Spread a thin layer of buttercream frosting on your star cake, making sure to cover each of the points of the star equally.
Roll out a layer of fondant large enough to fit over the entire star and cover all the points. Don't make your layer too thin. If the layer is too thin, it will likely break at the points when you start smoothing it. Also, you don't want your cake to show underneath the fondant.
Lift your fondant over your cake and drape it over the top, centred on the cake. Think of your star cake as if it were a circle as you do this to understand better how the fondant should be draped over top. Essentially, the star is just a round cake with pieces cut out.

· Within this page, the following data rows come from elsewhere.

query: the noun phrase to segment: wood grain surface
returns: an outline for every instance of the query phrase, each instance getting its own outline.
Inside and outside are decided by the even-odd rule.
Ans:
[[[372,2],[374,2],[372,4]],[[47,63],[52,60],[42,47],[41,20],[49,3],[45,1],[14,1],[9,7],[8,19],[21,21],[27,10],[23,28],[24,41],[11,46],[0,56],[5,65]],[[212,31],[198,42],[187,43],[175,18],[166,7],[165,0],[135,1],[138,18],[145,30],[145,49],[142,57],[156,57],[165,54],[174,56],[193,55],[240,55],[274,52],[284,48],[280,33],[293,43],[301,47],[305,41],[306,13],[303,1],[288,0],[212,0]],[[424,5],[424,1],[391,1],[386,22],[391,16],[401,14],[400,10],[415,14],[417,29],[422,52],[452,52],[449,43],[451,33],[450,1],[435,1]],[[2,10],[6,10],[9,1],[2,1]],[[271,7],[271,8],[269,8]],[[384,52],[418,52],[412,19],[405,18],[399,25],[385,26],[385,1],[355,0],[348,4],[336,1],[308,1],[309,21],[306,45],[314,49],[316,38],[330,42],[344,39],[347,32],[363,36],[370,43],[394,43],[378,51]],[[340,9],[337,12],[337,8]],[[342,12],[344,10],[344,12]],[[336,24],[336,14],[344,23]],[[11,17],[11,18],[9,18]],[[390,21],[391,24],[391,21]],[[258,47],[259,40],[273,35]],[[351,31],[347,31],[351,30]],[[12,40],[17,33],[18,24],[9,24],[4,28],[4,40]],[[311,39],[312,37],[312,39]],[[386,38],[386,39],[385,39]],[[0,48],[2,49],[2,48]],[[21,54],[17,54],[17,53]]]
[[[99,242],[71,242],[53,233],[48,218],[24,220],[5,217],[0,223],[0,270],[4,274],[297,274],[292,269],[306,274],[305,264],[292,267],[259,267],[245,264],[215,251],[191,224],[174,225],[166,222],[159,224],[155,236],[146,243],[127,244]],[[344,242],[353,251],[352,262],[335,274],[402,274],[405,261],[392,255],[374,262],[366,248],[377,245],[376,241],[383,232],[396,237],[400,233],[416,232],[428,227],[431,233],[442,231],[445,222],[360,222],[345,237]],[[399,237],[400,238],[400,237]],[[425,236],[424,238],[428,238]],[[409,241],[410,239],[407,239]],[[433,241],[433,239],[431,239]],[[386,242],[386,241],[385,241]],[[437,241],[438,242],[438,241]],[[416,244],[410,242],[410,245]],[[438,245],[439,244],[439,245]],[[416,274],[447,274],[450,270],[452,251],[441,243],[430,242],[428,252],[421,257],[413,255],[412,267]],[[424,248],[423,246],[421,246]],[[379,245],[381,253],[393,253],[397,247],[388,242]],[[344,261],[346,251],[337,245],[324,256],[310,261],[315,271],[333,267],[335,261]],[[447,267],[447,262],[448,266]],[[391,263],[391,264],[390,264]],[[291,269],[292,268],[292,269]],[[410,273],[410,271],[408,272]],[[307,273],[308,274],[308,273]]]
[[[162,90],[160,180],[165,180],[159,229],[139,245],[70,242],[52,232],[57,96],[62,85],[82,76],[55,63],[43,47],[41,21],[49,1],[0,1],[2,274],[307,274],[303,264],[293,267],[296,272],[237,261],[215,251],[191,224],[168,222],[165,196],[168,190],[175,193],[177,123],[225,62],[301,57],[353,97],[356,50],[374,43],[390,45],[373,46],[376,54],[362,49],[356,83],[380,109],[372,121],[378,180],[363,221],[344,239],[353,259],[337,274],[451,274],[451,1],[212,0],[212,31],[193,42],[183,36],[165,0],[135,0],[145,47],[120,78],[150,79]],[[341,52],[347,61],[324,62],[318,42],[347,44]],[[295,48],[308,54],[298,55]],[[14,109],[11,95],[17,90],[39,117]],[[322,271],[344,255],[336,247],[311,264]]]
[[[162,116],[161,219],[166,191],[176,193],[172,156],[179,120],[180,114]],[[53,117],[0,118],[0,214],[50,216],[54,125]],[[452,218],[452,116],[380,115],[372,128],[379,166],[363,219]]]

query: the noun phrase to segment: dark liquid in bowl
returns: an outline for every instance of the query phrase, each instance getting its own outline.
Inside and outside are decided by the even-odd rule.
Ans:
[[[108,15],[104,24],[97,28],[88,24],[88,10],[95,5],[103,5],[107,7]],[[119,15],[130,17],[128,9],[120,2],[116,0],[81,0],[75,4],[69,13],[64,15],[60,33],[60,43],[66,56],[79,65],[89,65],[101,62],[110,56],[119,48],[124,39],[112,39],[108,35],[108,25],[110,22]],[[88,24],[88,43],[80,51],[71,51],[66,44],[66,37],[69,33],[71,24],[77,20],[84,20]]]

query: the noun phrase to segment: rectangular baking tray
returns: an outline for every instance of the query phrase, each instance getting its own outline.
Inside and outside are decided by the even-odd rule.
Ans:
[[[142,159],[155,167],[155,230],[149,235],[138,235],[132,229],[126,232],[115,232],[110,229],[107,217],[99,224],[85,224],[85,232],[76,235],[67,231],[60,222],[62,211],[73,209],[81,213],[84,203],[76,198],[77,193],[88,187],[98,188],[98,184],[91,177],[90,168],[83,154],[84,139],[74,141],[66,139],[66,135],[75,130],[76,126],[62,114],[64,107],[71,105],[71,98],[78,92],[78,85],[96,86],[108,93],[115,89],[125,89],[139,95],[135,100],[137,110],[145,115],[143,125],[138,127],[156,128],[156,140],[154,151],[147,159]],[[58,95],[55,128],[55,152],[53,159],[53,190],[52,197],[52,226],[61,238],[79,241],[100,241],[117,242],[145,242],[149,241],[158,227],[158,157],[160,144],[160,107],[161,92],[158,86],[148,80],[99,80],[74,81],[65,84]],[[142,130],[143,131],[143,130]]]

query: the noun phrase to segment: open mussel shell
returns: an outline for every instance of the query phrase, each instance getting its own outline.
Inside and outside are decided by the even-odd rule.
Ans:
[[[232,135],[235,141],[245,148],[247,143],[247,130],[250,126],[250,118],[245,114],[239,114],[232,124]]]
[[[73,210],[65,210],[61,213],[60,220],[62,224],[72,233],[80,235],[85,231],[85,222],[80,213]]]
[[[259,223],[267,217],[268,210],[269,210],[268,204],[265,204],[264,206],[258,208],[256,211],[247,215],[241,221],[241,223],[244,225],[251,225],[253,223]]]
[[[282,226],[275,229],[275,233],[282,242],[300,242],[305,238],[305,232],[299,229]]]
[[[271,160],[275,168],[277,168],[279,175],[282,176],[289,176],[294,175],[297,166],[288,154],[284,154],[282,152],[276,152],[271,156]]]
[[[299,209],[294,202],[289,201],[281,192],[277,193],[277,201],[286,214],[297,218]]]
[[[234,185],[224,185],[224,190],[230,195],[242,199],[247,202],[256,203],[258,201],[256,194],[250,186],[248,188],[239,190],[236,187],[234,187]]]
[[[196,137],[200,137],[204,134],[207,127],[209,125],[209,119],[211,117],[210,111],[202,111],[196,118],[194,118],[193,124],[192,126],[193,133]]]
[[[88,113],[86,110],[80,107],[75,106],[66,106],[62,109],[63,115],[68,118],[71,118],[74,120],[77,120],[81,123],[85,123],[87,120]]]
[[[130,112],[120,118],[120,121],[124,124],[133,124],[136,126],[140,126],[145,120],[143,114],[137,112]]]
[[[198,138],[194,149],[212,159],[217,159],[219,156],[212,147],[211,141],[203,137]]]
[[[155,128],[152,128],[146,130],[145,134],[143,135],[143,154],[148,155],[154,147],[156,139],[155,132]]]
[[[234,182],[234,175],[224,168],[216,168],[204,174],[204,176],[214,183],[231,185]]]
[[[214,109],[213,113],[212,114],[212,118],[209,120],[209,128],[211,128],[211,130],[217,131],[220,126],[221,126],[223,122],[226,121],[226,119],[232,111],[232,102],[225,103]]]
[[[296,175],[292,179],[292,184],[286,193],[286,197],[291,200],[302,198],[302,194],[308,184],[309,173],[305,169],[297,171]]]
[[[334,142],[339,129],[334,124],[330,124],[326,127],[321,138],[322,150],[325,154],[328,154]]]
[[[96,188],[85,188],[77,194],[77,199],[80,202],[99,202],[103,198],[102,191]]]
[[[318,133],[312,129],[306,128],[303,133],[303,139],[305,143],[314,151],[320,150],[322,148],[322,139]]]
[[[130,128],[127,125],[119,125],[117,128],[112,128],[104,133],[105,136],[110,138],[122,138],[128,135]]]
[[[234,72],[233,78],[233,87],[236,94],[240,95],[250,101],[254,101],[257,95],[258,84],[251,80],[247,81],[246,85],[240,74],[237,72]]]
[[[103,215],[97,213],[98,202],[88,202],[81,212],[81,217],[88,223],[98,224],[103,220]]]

Smooth the surface on top of the cake first, either with a fondant smoother or with your hands, and then move on to the points on the sides of your cake. Remember that the fondant is not like gift wrapping paper -- you shouldn't fold the fondant over on itself. Instead, use the flesh between your pointer finger and thumb to smooth the fondant against the cake on each point, matching the angle made by your thumb and pointer finger to the angle of the corner of the point. Work your way around the edge of the cake, smoothing and pulling, until the fondant is snug against the star.
Trim off any excess fondant from the bottom of your cake with your knife.